Выбившийся из сил гусиный косяк теперь покрывал Чусовую, точно живой снег. Гуси не сторожились больше своего страшного врага – человека. Те, которые попали на барку, успели отдохнуть и торжественно были спущены на воду к призывно гоготавшим товарищам.
Яшка торжествовал и даже перекрестился, спуская последнего гуся.
– Будто еще должен один быть? – думал он вслух, оглядывая недоверчиво толпу бурлаков.
– Все тут, Яшка…
– Ну, и слава богу!.. Спасибо, братцы!
А снег все валил. Вода казалась такой темной в этих побелевших берегах. Где-то вдали смутно обрисовывались деревенские стройки.
– Эй, будет валандаться попусту! – скомандовал сплавщик. – Держи нос-от направо…
Потеси лениво забултыхались в воде. Гусиный косяк сгрудился и стройной массой с гусиной важностью отплыл к противоположному берегу, провожая барку своим гоготаньем.

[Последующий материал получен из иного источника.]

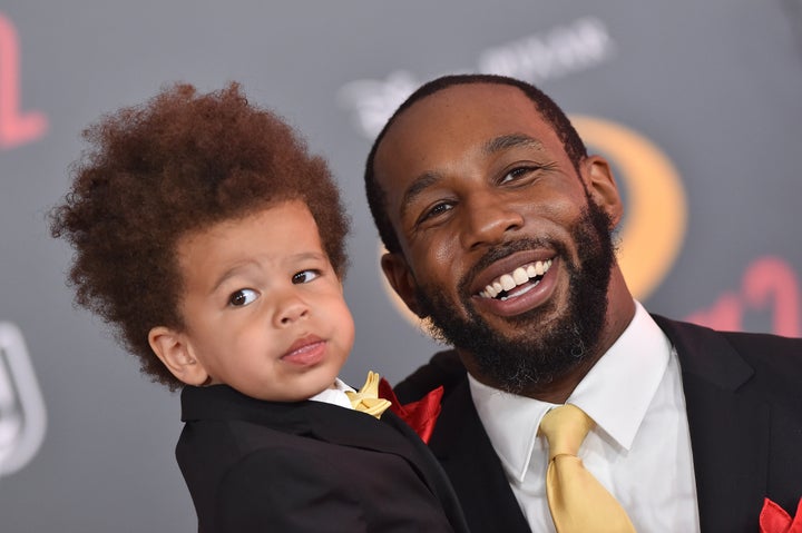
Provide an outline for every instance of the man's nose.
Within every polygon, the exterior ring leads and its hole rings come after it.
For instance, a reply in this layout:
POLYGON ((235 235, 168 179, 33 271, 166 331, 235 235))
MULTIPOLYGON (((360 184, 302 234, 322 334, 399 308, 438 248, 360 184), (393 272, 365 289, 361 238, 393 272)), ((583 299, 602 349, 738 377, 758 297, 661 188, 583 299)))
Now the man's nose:
POLYGON ((462 246, 470 250, 498 244, 508 231, 524 226, 520 206, 492 194, 475 196, 463 207, 460 239, 462 246))

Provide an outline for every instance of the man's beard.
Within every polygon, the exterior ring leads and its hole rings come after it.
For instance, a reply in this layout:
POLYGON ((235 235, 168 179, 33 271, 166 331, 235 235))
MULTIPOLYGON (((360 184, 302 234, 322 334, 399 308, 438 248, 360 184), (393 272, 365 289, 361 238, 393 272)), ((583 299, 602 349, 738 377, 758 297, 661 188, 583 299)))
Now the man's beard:
POLYGON ((590 198, 583 216, 571 228, 578 265, 563 243, 518 240, 488 250, 459 284, 460 302, 468 318, 434 287, 417 288, 422 316, 428 316, 432 335, 467 352, 480 375, 503 391, 521 394, 548 384, 595 355, 607 312, 607 287, 615 261, 610 217, 590 198), (547 244, 566 266, 570 288, 568 306, 549 324, 546 316, 557 309, 547 305, 509 317, 507 322, 525 335, 502 336, 473 308, 468 285, 475 273, 515 251, 547 244))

– Правильная птица! – заметил Яшка, провожая глазами удалявшийся от нас косяк. – Умнее ее нет… И живет парами, по-божески. Не то что, например, косач…
Почесав затылок, Яшка прибавил совсем другим тоном:
– Эх, ежели бы вот таких гуськов десяточек, был бы Яшка с ружьем и не колел бы, как пес! В Перми бы продал по целковому за штуку…
V
Вечером мы вместе пили чай в балагане – я, водолив и Яшка. На Яшке мокрая рубаха дымилась от пара. Он с каким-то ожесточением пил одну чашку за другой, вернее, не пил, а глотал. Это опять был жалкий Яшка.
– Тебя не знобит? – спрашивал я.
– Нет, зачем знобить?.. Вот ежели бы мокрый-то я у огня начал греться, ну, тогда пропасть.